Decentralized finance is fully realized through a decentralized oracle

During the run, our oracle is responsible for unique tasks that add data provisioning, data requests, and critical calculations in a very secure situation.

For us, we can achieve very secure decentralized finance through a decentralized oracle, our customers can trust us, and they can also use our entire mechanism as a reliable and reliable mechanism. At the same time, reliability is not the only goal we have to build. In the future, we will build the entire trust network. We need to build more reliability and security based on more historical data and more active nodes. At the same time, we can also prove its past fairness by accessing data.

So when it comes to the issue of trust, we say that the basis of the past is very important. To this end, we have set up a new platform to establish our security decentralization.

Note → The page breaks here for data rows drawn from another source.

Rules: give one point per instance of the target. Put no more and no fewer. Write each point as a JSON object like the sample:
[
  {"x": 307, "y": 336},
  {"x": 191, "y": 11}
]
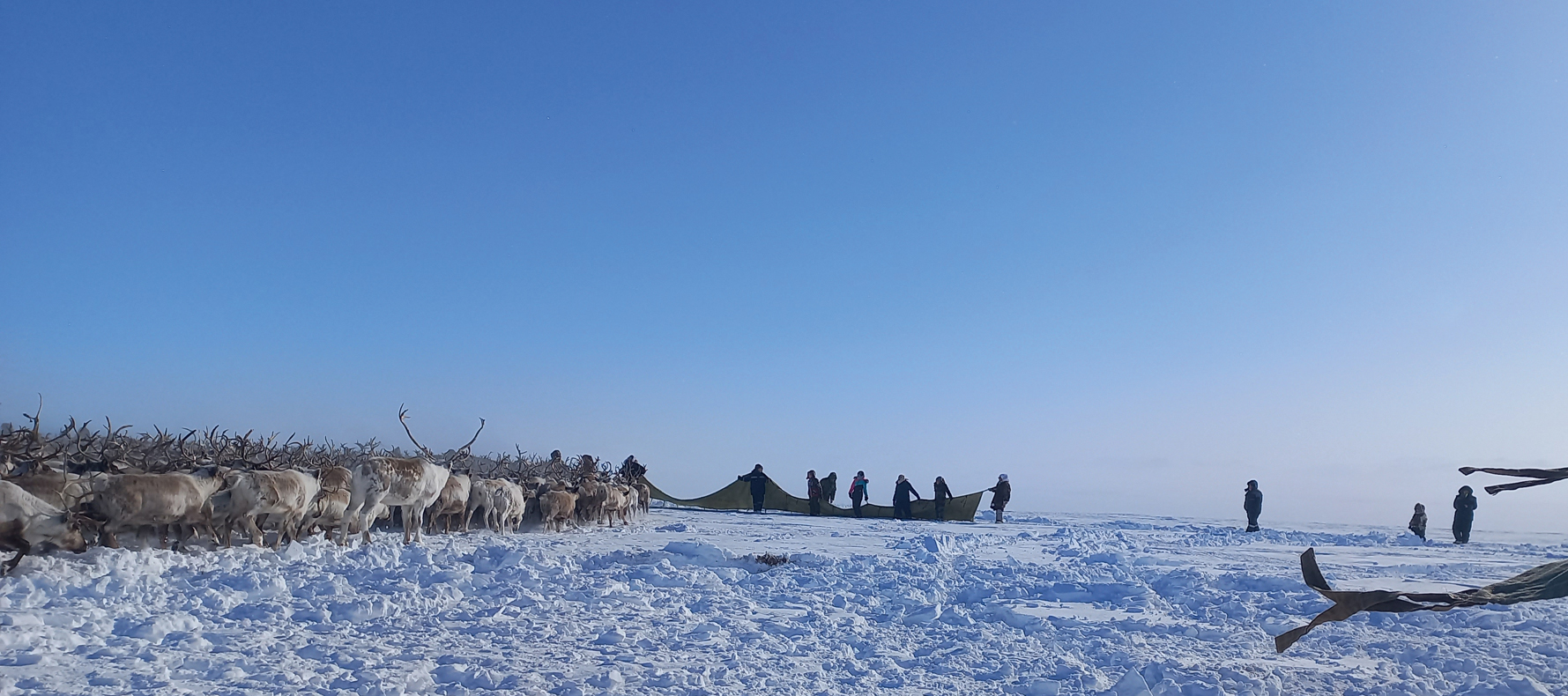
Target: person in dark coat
[
  {"x": 941, "y": 496},
  {"x": 1463, "y": 515},
  {"x": 1253, "y": 504},
  {"x": 901, "y": 497},
  {"x": 1000, "y": 494},
  {"x": 858, "y": 491},
  {"x": 632, "y": 469},
  {"x": 759, "y": 486},
  {"x": 814, "y": 492}
]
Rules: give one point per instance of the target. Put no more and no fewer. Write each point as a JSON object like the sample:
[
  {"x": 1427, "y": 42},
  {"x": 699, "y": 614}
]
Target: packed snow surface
[{"x": 674, "y": 603}]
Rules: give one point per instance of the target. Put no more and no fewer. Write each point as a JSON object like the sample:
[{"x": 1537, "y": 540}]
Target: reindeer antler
[
  {"x": 402, "y": 418},
  {"x": 464, "y": 448}
]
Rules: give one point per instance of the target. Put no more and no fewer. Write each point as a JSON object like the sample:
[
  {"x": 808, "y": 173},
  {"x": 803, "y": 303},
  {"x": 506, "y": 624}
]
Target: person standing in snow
[
  {"x": 1000, "y": 494},
  {"x": 1253, "y": 504},
  {"x": 1418, "y": 522},
  {"x": 1463, "y": 515},
  {"x": 901, "y": 497},
  {"x": 759, "y": 486},
  {"x": 814, "y": 492},
  {"x": 858, "y": 491},
  {"x": 941, "y": 496}
]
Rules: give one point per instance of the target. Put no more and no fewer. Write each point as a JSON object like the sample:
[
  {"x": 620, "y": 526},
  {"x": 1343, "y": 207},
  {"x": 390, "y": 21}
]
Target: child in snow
[
  {"x": 858, "y": 491},
  {"x": 829, "y": 486},
  {"x": 1463, "y": 515},
  {"x": 1253, "y": 504},
  {"x": 1000, "y": 494},
  {"x": 759, "y": 486},
  {"x": 941, "y": 496},
  {"x": 901, "y": 497},
  {"x": 814, "y": 492}
]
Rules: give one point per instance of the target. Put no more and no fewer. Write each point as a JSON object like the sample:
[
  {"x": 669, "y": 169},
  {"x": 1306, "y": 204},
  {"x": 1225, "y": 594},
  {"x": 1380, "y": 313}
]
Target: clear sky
[{"x": 1131, "y": 255}]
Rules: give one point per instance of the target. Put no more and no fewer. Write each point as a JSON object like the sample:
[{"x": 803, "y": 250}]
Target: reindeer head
[{"x": 424, "y": 452}]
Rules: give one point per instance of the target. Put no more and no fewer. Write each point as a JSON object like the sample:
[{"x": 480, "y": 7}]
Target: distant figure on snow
[
  {"x": 858, "y": 491},
  {"x": 632, "y": 469},
  {"x": 901, "y": 497},
  {"x": 1463, "y": 515},
  {"x": 1000, "y": 494},
  {"x": 941, "y": 496},
  {"x": 814, "y": 492},
  {"x": 1253, "y": 504},
  {"x": 759, "y": 486}
]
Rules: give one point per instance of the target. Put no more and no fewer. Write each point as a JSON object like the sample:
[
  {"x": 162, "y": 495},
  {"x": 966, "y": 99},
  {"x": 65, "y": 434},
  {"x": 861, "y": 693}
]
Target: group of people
[
  {"x": 1463, "y": 513},
  {"x": 903, "y": 492}
]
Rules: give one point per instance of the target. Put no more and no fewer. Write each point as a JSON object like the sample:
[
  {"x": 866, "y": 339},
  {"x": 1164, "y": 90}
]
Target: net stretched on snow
[{"x": 738, "y": 496}]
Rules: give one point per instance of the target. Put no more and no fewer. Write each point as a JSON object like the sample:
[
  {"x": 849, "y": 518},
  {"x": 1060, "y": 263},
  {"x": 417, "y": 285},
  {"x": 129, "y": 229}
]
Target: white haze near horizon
[{"x": 1129, "y": 255}]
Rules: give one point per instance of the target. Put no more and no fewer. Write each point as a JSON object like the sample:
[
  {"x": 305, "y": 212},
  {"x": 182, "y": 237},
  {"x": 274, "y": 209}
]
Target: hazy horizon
[{"x": 1129, "y": 255}]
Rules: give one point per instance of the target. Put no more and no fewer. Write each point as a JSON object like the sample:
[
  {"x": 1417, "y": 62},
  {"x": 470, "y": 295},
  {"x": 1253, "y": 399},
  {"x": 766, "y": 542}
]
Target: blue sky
[{"x": 1129, "y": 253}]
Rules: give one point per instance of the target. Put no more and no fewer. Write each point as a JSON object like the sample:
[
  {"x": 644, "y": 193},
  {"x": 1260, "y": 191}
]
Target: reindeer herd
[{"x": 92, "y": 486}]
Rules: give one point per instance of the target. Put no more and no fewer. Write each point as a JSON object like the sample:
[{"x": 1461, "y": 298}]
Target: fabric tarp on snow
[
  {"x": 738, "y": 496},
  {"x": 1534, "y": 585}
]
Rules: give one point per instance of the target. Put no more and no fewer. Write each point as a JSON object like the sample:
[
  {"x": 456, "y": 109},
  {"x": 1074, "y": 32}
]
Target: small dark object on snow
[
  {"x": 1534, "y": 585},
  {"x": 772, "y": 560}
]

Town Crier: A predictor based on a trusted execution environment


The trusted execution environment not only has a small attack surface, but also achieves confidentiality. The specific performance is as follows:

  1. The node cannot view the operation data;
  2. The data under the chain/operating data is kept secret;
  3. Payment of qualification management to achieve confidentiality;

Under such a mechanism, we can access more nodes and systems while creating better reliability and security.

For us, we must be able to safely extend it to the entire platform for the smart contract issue on the pass. This is our vision. We also want to see which are the most important components of a defense-in-depth strategy.